The complaint, brought in U.S. District Court in the Northern District of California after receiving a unanimous vote of approval from the FTC, alleges that several of DirecTV’s advertising practices are deceptive. Click here.

Specifically, the FTC alleges that, since 2007, DirecTV has inadequately notified customers that its twelve-month promotional offer requires a minimum contract of two years, which includes a $480 early cancellation fee; that the cost of the service increases by up to $45 per month in the second year of the contract; that its offer of three free months of premium movie channels includes an automatic charge to the customer’s account upon completion of the trial period, unless the customer calls in and cancels the package; and other similarly devious practices. Click here.
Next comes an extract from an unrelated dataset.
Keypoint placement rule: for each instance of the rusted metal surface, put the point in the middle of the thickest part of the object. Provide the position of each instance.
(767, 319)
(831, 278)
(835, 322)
Although no specific legal basis is cited in the FTC’s complaint, click here, it will likely base its claim on the Federal Trade Commission Act, which bars “unfair or deceptive acts or practices in or affecting commerce[.]” Click here. The FTC’s Bureau of Consumer Protection is charged with stopping “unfair, deceptive and fraudulent business practices by collecting complaints and conducting investigations, suing companies . . . that break the law, [and] developing rules to maintain a fair marketplace[.]” Click here. If found guilty, DirecTV could be enjoined from any practices deemed to be deceptive. Click here. Or, if charged civilly, the company could be liable for up to $10,000 for each violation. Click here. The scope of such a holding could be staggering, given that DirecTV has over 20 million subscribers, each potentially having a legitimate claim. Click here.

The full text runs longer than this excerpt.